Découvrez une sélection de portraits, réalisée par les journalistes du Journal des Entreprises, de ces hommes et ces femmes qui incarnent le renouveau de certains des plus beaux fleurons de l’économie française.
Diplômes, expériences et accompagnement
La plupart du temps, ils sont diplômés d’une école de commerce, plus rarement d’une école d’ingénieur. Ils s’appuient généralement sur des expériences dans d’autres entreprises, du conseil et de la finance, mais pas seulement. À peu près tous accèdent à la tête de l’entreprise familiale après plusieurs années d’intégration progressive. Pour assurer une transmission réussie, ces nouveaux dirigeants doivent allier héritage et innovation, notamment en matière de RSE, d’IA et de digitalisation. Leurs histoires et leurs visions témoignent de la capacité des entreprises familiales à se réinventer tout en restant fidèles à leurs racines.
Le défi de la transmission des entreprises familiales
Dans un monde économique en constante évolution, les entreprises familiales représentent un îlot de stabilité et de continuité. Pourtant, la transmission de ces joyaux familiaux constitue un défi complexe. Mêlant des enjeux économiques, fiscaux et affectifs, l’opération n’a rien d’un banal passage de relais.
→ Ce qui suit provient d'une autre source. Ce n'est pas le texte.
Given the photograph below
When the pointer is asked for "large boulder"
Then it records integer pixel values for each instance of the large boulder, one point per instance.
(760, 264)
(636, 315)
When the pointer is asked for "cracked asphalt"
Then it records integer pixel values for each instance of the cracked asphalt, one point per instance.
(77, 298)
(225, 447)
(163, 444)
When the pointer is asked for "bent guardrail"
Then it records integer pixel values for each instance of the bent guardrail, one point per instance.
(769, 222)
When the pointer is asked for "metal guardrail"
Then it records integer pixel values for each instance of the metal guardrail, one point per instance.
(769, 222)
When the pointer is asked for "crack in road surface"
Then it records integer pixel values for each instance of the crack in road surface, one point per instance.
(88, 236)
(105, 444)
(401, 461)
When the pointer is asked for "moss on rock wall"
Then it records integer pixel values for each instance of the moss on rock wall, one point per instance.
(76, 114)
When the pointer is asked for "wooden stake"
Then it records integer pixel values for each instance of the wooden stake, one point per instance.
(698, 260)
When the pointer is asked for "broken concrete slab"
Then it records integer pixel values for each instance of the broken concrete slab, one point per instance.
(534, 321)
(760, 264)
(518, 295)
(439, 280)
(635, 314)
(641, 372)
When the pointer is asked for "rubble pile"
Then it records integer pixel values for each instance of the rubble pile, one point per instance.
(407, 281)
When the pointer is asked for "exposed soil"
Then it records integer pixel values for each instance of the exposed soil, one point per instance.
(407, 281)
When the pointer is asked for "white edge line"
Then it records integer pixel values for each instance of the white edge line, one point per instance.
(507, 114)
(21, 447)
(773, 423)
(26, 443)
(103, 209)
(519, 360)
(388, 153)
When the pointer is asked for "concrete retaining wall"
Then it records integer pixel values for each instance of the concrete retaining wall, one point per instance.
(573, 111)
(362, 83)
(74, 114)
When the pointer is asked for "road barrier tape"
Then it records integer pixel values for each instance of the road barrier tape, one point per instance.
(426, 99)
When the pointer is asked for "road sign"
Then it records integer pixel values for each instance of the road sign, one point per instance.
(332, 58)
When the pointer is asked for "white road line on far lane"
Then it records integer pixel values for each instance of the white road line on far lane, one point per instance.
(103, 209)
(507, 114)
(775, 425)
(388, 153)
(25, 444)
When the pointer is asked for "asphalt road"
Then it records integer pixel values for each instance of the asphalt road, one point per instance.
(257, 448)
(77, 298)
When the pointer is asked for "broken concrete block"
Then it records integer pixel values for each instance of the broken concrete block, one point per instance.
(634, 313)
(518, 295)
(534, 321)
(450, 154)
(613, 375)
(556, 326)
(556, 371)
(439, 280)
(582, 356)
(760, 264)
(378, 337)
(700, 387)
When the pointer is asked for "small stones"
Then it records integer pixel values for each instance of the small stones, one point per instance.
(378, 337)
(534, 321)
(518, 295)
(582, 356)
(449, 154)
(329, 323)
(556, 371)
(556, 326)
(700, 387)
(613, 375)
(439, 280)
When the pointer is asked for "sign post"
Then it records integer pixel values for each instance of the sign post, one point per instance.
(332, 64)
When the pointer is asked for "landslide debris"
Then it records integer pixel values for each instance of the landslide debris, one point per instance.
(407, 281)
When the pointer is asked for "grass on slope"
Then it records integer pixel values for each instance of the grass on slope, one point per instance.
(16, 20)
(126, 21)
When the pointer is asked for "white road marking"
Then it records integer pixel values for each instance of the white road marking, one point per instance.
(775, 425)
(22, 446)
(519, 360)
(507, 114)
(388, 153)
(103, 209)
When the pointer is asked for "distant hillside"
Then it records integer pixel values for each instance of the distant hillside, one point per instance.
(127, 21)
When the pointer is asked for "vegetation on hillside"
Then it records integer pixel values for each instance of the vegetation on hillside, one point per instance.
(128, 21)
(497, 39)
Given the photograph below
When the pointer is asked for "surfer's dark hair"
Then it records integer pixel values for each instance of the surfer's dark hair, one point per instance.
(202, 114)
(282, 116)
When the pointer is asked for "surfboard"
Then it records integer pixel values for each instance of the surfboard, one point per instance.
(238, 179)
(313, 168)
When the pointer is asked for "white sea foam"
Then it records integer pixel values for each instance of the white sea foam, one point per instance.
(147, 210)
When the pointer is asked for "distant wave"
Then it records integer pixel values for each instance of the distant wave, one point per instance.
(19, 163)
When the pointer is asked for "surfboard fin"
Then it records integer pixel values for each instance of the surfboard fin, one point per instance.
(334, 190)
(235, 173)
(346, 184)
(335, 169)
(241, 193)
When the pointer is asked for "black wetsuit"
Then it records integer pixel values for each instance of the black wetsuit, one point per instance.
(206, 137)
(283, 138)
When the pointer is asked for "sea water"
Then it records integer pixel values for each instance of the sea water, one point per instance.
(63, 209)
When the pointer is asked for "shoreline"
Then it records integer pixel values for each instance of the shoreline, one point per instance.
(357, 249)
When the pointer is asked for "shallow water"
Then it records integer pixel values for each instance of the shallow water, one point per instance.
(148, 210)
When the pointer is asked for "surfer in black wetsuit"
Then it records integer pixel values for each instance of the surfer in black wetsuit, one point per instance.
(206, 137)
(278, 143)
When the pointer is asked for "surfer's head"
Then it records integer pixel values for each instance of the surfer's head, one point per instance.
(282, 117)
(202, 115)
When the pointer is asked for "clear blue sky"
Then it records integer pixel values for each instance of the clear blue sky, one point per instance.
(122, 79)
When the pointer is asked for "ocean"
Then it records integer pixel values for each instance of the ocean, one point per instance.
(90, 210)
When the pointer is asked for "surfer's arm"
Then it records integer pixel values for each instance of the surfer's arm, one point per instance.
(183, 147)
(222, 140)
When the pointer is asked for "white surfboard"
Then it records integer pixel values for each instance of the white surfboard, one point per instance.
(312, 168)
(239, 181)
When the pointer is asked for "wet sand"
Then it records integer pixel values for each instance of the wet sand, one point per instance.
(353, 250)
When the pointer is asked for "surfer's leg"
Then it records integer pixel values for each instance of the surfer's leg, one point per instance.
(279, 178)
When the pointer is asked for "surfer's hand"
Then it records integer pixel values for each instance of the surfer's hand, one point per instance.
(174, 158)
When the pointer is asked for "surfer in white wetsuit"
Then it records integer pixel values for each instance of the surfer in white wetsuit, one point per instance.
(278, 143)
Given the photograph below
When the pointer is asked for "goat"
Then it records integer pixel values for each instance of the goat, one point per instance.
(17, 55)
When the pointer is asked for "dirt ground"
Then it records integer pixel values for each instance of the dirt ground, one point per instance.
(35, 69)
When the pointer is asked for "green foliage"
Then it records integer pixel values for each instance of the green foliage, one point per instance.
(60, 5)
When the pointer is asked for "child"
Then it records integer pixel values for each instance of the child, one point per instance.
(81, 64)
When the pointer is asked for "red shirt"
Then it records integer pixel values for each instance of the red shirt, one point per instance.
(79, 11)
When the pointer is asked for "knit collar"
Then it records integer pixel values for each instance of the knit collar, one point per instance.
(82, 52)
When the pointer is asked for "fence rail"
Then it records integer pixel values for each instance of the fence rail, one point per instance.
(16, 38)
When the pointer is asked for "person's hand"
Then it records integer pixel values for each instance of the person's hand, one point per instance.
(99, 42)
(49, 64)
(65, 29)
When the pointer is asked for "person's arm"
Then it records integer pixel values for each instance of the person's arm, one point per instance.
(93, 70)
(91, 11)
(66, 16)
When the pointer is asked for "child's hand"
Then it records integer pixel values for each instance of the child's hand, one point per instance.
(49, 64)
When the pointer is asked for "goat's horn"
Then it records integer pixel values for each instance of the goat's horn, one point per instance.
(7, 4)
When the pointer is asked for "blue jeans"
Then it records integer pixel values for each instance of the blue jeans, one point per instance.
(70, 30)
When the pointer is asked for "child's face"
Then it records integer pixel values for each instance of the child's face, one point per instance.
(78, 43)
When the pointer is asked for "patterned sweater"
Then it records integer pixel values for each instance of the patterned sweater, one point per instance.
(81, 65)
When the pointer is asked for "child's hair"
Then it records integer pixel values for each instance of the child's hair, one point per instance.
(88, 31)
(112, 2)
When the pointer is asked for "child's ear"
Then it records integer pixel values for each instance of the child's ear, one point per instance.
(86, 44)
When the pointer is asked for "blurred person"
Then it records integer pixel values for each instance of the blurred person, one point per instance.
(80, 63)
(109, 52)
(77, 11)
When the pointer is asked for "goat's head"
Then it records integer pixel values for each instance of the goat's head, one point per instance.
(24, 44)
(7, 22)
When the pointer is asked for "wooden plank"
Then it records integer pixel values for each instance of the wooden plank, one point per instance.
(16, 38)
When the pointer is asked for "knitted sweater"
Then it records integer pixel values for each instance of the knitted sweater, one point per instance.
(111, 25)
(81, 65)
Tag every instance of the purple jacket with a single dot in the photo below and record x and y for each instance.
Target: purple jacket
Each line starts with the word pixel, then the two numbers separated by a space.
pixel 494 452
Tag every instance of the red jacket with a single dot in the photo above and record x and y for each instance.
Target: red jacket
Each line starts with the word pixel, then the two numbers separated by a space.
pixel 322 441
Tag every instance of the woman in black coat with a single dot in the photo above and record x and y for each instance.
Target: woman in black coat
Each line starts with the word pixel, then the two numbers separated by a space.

Un chiffre en atteste : moins de 20 % des entreprises françaises sont transmises à un membre de la famille.
"La transmission d’entreprise doit devenir une priorité nationale"
Intemporel, le sujet de la transmission d’entreprise redevient brûlant. "La transmission d’entreprise doit devenir une priorité nationale", nous confiait le président du Medef Patrick Martin, au cours de l’été. La raison en est démographique : 500 000 dirigeants d’entreprises sont susceptibles de prendre leur retraite d’ici la fin de cette décennie. L’enjeu est de taille pour ces entreprises, mais aussi pour toute l’économie française, car des centaines de milliers d’emplois dépendent chaque année de la réussite de ces délicates phases de transition.